Mar 29, 2020 News
By Kiana Wilburg
In his book, The Plundered Planet, economist Sir Paul Collier tells us that the corruption of an electoral process leads to worse economic policies. Interestingly, the Professor of Economics and Public Policy says that this is far more likely to happen in a society with an abundance of natural assets.
Seeing the state of affairs in Guyana, through the lens of the foregoing perspective, the tainted integrity of the electoral process is unequivocally, a heart-wrenching issue for Attorneys-at-Law, Timothy Jonas and Sanjeev Datadin. They both agree with Collier’s point on the far reaching effects of a corrupt electoral process which goes beyond the international sanctions that have been referred to on numerous occasions.
Speaking with Kaieteur News last evening, Jonas said, “The only reason you can even talk about such policies is if the government is answerable to the people. If it isn’t, then it can do whatever it wants, disastrous or not as it is secure in the knowledge that it will stay in government. That is why (the late Linden F.S) Burnham oversaw the destruction of the economy from 1970 to 1985.”
During the Burnham era, Jonas recalled that the former President banned flour and all imports. He reminded that while Guyana was rejected by institutions like the International Monetary Fund (IMF) and the World Bank, Burnham was able to remain in power thanks to electoral fraud. “So the worst harm that can happen to a country is electoral fraud because your leaders aren’t accountable to you anymore…They do not fear the people. And this has a wider picture that we have to pay attention to,” the lawyer contended.
Adding to his argument, Jonas who serves as Chairman of A New and United Guyana (ANUG), said that when the citizenry had enough of the People’s Progressive Party (PPP) and its corruption, despite having a larger ethnic support base, the PPP was voted out in a fair election. Jonas fears that this might never happen again. Now that the right of the people to discipline the government of the day is being trampled upon, Jonas said that the only next powerful recourse is the international community.

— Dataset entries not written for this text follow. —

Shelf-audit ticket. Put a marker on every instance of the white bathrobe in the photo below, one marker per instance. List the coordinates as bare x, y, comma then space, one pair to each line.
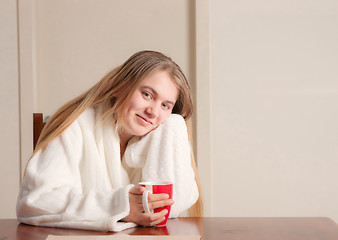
79, 181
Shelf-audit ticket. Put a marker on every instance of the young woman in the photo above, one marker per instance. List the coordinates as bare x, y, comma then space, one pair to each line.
93, 152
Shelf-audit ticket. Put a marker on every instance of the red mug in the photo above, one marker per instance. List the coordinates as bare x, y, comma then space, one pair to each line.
157, 188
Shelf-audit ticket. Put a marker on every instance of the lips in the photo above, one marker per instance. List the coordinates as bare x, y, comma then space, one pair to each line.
144, 119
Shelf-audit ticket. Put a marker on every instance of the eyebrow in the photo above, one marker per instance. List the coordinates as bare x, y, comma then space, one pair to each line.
156, 94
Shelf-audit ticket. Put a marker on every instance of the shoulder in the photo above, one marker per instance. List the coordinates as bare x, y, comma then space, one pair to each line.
174, 120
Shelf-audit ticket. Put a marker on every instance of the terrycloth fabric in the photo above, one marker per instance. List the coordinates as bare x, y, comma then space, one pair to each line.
163, 155
78, 180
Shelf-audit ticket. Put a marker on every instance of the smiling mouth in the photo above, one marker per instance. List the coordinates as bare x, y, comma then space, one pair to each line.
144, 119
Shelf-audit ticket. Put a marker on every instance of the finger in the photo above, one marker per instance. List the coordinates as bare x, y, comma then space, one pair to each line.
159, 204
138, 190
155, 218
157, 197
158, 217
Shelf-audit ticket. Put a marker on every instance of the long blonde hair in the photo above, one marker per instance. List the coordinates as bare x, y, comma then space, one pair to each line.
114, 90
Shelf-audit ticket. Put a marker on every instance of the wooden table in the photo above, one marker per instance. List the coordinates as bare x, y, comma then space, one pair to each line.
208, 228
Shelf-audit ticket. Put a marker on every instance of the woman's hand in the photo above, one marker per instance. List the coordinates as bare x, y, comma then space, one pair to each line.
137, 214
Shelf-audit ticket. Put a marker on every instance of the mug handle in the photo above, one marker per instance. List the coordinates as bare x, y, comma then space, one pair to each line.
145, 201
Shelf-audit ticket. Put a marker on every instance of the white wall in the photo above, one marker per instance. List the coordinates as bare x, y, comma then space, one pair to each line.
78, 42
274, 94
9, 117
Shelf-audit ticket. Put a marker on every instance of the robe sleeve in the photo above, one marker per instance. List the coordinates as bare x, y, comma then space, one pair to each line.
52, 192
164, 155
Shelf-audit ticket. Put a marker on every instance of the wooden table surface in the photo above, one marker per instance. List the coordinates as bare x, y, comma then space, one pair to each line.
207, 228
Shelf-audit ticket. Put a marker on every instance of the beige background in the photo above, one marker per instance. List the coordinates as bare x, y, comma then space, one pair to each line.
264, 72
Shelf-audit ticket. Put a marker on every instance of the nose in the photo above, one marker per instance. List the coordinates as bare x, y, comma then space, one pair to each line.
152, 110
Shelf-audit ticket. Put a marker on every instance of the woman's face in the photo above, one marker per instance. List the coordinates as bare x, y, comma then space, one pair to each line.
150, 105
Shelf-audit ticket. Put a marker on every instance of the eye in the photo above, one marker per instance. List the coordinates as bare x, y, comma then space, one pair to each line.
147, 95
166, 106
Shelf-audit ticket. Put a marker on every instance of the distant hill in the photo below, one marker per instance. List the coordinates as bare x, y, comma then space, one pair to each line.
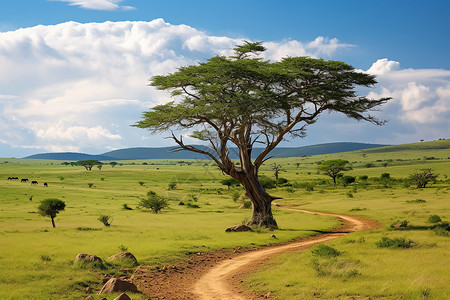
166, 153
69, 156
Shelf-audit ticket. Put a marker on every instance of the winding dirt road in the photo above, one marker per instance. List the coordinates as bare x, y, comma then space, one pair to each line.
218, 274
215, 284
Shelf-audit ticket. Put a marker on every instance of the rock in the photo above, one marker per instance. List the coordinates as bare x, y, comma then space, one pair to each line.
123, 255
115, 285
238, 228
87, 258
122, 296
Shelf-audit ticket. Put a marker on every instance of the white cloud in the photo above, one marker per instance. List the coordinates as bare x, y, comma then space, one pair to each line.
72, 86
98, 4
421, 99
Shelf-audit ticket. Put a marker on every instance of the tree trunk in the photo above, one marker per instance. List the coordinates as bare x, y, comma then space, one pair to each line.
261, 202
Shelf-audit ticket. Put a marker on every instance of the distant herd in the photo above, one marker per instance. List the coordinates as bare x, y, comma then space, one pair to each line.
33, 182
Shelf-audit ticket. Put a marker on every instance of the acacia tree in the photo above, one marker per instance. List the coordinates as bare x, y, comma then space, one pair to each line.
243, 100
50, 208
333, 167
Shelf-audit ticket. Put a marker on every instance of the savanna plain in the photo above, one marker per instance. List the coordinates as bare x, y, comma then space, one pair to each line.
407, 257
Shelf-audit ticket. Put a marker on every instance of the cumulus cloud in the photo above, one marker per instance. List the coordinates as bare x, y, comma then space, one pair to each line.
421, 98
72, 86
98, 4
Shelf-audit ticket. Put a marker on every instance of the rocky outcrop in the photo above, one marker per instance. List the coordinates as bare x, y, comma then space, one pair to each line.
82, 257
115, 285
238, 228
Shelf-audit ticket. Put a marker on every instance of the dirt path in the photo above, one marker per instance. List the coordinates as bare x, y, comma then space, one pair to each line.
218, 274
215, 284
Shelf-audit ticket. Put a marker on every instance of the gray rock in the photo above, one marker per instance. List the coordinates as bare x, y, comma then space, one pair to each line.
115, 285
87, 258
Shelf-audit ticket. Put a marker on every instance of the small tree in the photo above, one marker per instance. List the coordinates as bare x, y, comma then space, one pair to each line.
153, 202
50, 208
423, 177
277, 168
88, 164
333, 167
105, 219
230, 182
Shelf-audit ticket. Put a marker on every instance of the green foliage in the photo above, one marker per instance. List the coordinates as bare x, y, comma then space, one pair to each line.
50, 208
126, 207
282, 181
325, 251
172, 185
229, 182
154, 202
267, 182
434, 219
423, 177
88, 164
403, 242
334, 167
105, 220
347, 179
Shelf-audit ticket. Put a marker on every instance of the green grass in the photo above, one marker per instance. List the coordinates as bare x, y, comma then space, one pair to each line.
36, 261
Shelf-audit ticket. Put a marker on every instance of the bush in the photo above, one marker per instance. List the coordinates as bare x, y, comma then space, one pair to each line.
154, 202
172, 185
190, 205
126, 207
325, 251
282, 181
385, 176
386, 242
347, 179
400, 224
267, 183
105, 220
434, 219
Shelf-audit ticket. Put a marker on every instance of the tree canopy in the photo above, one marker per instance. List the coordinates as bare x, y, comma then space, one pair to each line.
50, 208
243, 100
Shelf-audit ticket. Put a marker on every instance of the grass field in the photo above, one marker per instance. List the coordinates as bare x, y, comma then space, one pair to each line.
36, 261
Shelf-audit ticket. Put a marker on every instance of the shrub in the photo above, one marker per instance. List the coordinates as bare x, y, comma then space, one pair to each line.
423, 177
236, 195
153, 202
325, 251
267, 183
126, 207
105, 220
400, 224
190, 205
172, 185
282, 181
247, 204
386, 242
434, 219
50, 208
347, 179
385, 176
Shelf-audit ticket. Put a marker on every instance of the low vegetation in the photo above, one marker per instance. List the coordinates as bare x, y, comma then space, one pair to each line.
37, 261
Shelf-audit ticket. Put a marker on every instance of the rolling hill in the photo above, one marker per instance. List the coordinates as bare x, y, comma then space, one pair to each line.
166, 153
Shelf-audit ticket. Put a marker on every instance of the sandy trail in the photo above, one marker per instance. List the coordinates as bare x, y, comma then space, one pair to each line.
215, 284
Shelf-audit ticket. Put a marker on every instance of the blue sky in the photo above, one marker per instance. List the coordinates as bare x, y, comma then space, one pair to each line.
53, 72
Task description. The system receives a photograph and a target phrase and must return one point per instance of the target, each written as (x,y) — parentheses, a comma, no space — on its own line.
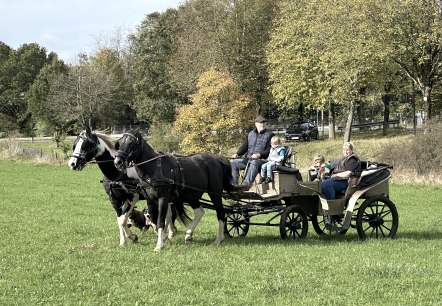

In sharing his perspective, PPP Candidate and Attorney-at-Law, Sanjeev Datadin stressed that an electoral process that does not give rise to leaders who reflect the will of the people is also a guaranteed incentive for those beneficiaries of a corrupt process to implement laws and policies that suit their interest.
Expounding further, Datadin said, “…There would be no incentive for that government to pursue programmes that have wide support, to implement laws and accept minimum standards, and guide how things are going to be done in the interest of the people because essentially, they wouldn’t care what the people think.”
The lawyer also posited that another challenge, which arises is that institutions with the capacity to formulate and introduce the best plans, frameworks and economic strategies would not want to be associated with the said government and importantly, that government would have no reason to engage such people.
In addition to this, Datadin argued that one of the dangers of having a government via a failed electoral process is that they become echo-chambers.
“Basically, you get surrounded by ‘Yes men’; you don’t get capable and educated people coming there because you have no incentive to pursue that. Echo-chambers are dangerous because essentially, an entire nation will become subjected to the limitations of the most powerful in the echo-chamber which would usually be the leader,” Datadin said.
Overall, he said that there would be no incentive to introduce laws for the benefit or betterment of the people. Instead, he opined that the nation would see laws, which concentrate power in the hands of the government. He said that doing this is tantamount to reducing the rights of the population. “That is what a failed electoral process will bring us,” the lawyer said.
HAPHAZARD & THOUGHTLESS
Datadin was keen to remind that on the 2015 election campaign trail, the Coalition Administration gave the people a solemn promise that it would rectify the ills that came with the PPP and within 100 days, it would achieve several goals.
“But this was not done. When they came in, Guyana had just discovered oil and from all that I, and other observers, have seen, they have successfully done more to undermine Guyana’s position of strength as well as the benefits we should have gotten from our petroleum resources and it was done in such a haphazard, thoughtless and purely simplistic way, that it is difficult to contemplate that there ever was a plan,” the PPP Candidate argued.
He added, “You couldn’t have a plan and end up with the results of where we are today. So the people in 2020 decided that they wanted better managers and that process is not being allowed to be transparent, fair and credible.”
Datadin argued that the failings of the APNU is the reason why the people want change and exercised their power to do so on March 2, last.
“But if you aren’t allowed to have change because the electoral process is corrupted, then the mismanagement of the resources will simply continue,” the lawyer concluded.